Graphene cracks the glass corrosion problem

Corrosion mechanism on the glass surface. Image: (Reprinted with permission from Bin Wang et al, ACS Nano 2016. Copyright 2016 American Chemical Society)

Researchers at the Center for Multidimensional Carbon Materials (CMCM), within the Institute for Basic Science (IBS) have demonstrated graphene coating protects glass from corrosion. Their research, published in ACS Nano, can contribute to solving problems related to glass corrosion in several industries. Glass has a high degree of both corrosion and chemical resistance. For this reason it is the primary packaging material to preserve medicines and chemicals. However, over time at high humidity and pH, some glass types corrode. Corroded glass loses its transparency and its strength is reduced. As a result, the corrosion of silicate glass, the most common and oldest form of glass, by water is a serious problem especially for the pharmaceutical, environmental and optical industries, and in particular in hot and humid climates.

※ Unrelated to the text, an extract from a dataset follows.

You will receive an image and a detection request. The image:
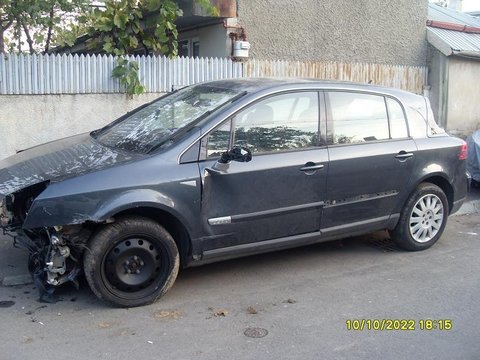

Although there are different types of glass, ordinary glazing and containers are made of silicon dioxide (SiO2), sodium oxide (Na2O) along with minor additives. Glass corrosion begins with the adsorption of water on the glass surface. Hydrogen ions from water then diffuse into the glass and exchange with the sodium ions present on the glass surface. The pH of the water near the glass surface increases, allowing the silicate structure to dissolve.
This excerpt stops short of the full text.